In order to make this problem non-trivial, you are not allowed to use the R function apply or any other R function with apply as part of its name (lapply, for example).

According to the rules (in the rules section above), it is perfectly legal to look at the source code for apply, what

apply

shows. But that code is very confusing because what apply does is much more complicated than what a solution to this problem has to do. You can even copy code from apply so long as you say you are doing that (put comments in your code to say which lines you have copied). In order that you don't just copy all the lines of array we make another rule for this problem that your function should have no more than 30 R commands, not counting any code that catches errors or the function signature (the part with the R function named function).

Hint: Looking at the source for array, its first line is


FUN <- match.fun(FUN)

You should copy that. Then FUN can either be a function or the name of a function, and match.fun takes care of that.
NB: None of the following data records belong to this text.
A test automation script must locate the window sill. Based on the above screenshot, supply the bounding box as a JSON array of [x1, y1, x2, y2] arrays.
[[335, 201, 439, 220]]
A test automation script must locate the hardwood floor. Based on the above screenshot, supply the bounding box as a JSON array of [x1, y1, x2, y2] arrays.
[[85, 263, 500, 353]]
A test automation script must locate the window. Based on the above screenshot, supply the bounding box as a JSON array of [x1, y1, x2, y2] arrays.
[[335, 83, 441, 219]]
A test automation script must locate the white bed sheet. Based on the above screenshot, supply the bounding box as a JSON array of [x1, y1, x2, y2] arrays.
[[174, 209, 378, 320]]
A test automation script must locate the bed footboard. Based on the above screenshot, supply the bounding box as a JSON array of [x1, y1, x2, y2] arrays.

If you do this, you do not have to do any error checks for the argument FUN. The function match.fun will catch all errors. You also do not need a comment about using this.

Another Hint: Since you cannot use apply or any other function with apply as part of its name (lapply, for example), you will have to use a loop.
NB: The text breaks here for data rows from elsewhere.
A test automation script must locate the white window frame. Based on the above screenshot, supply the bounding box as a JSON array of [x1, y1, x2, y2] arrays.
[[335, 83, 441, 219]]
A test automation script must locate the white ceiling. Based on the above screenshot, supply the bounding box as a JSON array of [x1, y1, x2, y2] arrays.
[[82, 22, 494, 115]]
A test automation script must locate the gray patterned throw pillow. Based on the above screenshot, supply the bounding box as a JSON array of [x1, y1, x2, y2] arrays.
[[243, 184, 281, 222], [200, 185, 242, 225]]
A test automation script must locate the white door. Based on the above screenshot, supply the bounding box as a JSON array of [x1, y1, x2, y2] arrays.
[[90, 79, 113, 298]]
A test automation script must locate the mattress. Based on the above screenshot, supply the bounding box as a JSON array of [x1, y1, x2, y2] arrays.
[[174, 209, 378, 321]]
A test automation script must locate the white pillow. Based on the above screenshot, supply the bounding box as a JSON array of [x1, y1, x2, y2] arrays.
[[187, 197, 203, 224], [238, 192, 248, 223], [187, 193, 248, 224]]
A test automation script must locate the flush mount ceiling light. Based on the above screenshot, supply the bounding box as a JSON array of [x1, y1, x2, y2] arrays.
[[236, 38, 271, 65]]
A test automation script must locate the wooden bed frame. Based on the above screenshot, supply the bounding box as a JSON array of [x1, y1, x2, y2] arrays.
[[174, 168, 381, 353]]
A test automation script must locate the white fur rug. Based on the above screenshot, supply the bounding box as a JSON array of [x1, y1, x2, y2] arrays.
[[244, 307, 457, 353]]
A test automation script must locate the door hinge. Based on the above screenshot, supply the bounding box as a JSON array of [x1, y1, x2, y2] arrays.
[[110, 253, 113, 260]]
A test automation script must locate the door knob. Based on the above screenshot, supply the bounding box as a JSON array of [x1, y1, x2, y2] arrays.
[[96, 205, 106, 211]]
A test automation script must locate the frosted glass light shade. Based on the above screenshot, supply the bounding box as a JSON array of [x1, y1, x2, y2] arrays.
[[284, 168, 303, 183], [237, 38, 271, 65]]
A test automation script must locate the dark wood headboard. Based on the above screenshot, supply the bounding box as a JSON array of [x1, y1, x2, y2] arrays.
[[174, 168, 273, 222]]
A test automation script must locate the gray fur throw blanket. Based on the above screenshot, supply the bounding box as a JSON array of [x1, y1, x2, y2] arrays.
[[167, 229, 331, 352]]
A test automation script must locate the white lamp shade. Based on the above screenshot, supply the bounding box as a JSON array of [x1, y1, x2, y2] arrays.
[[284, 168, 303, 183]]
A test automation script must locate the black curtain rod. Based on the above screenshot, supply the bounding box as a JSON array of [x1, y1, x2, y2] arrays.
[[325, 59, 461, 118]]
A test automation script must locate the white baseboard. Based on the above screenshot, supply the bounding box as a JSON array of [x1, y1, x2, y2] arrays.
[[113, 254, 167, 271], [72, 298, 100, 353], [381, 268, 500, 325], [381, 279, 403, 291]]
Yet Another Hint: Since you do not know what length vector FUN returns until after the first time you call it, you have to wait until you have called it to find out what the dimensions of the result of myapply are.

Try your function myapply on all of the examples using apply in Section 6.8 of the course notes about Matrices, Arrays, and Data Frames making sure that you get the same results.

Your function does not have to produce the same row and column names on its result as array does. It is also OK if your function sometimes produces a matrix when apply produces a vector or vice versa. It is enough that the numbers are the same.

Problem 6

This problem is about arrays and the R function apply applied to arrays. This problem does not require you to write a function.

The R command


load(url("http://www.stat.umn.edu/geyer/s17/3701/data/q2p6.rda"))

loads one R object: a three-dimensional array called pat.

Apply the R function median to the three two-dimensional margins (indexed by pairs of indices) and the three one-dimensional margins (indexed by single indices) of this array.